Die Tierschutzverstöße seien in Rinderställen an der Tagesordnung. "Das beginnt schon bei den Kälbern, die in der Regel in viel zu kleinen Liegeboxen gehalten werden." Im oben beschriebenen Fall beklagte Peta zudem verschlissene und fehlende Liegematten für die Kühe, zu schmale Liegeflächen, schmutzige und zu harte Böden und eine allgemeine Vernachlässigung der Tiere.
Ist die Tierrechtsorganisation Peta mit ihren Ansichten militant? Dr. Dötsch vom Veterinäramt Tirschenreuth will sich dazu nicht dezidiert äußern. Nur so viel: "Wir gehen den Hinweisen von Peta natürlich nach. In ihrer Darstellung sind sie aber eben etwas reißerisch."
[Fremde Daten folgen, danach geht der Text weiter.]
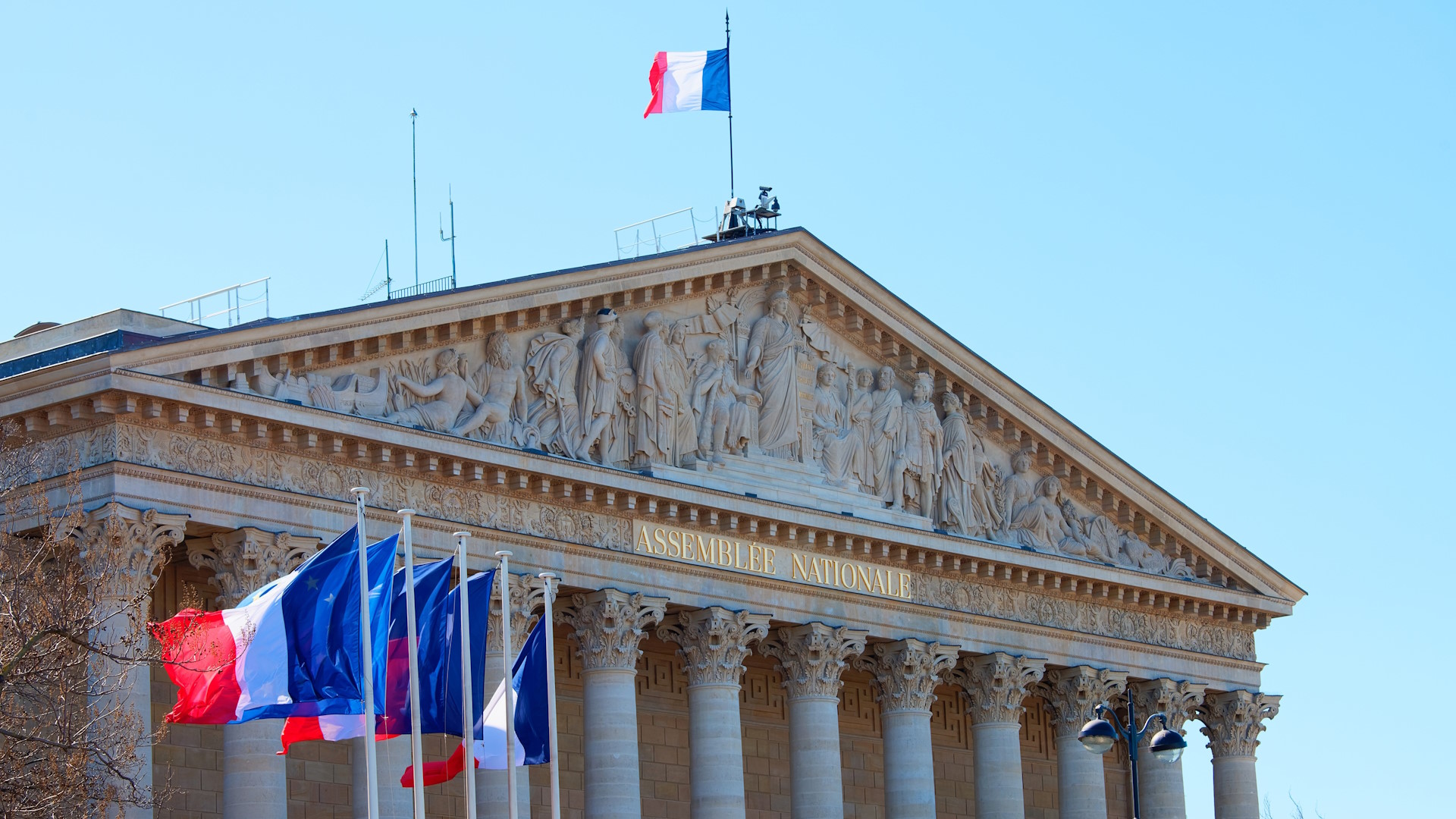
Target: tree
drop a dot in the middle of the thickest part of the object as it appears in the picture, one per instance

Tierschützer sind sich einig: Die Haltung auf der Weide ist für Rinder artgerechter als die im Stall. Während es zum Beispiel im Allgäu viele landwirtschaftliche Betriebe gibt, die ihre Rinder auf die Weide lassen, ist dies in Oberfranken kaum der Fall. Wie der Kreisobmann der Landwirte im Landkreis Wunsiedel, Harald Fischer, sagt, liegt dies unter anderem an den unterschiedlichen Strukturen. In Franken seien die Höfe in den Dörfern viel enger zusammengebaut. Auch die Fluren seien relativ zersplittert und lägen meist zu weit von den Ställen entfernt. Daher habe sich die Weidehaltung im großen Stil in der Region nicht durchgesetzt.
Es braucht weder höhere gesetzliche Anforderungen noch schärfere Kontrollen, um mehr Tierwohl zu erreichen. Laut Bauernverband sorgt ja jeder Landwirt freiwillig für maximales Tierwohl da dies ja seine Existenz bedeutet.
Der Verbraucher darf sich aber auch nicht nur beklagen, sondern muss seinen Teil dazu beitragen. Wer Fleisch essen will, soll auf artgerechte Freilandhaltung bestehen und darauf achten, dass die Tiere zu Lebzeiten weder einen Tiertransport noch einen Schlachthof haben erleben müssen. Das kostet zwar mehr, aber wenn man weniger wegwirft, kann man auch wieder etwas einsparen. Wem das alles wurscht ist (man verzeihe das Wortspiel) und wer lieber beim Discounter kauft, sollte sich dann aber auch nicht empören, wenn der Nachbar seinen Hund tritt. Das wäre äußerst unglaubwürdig.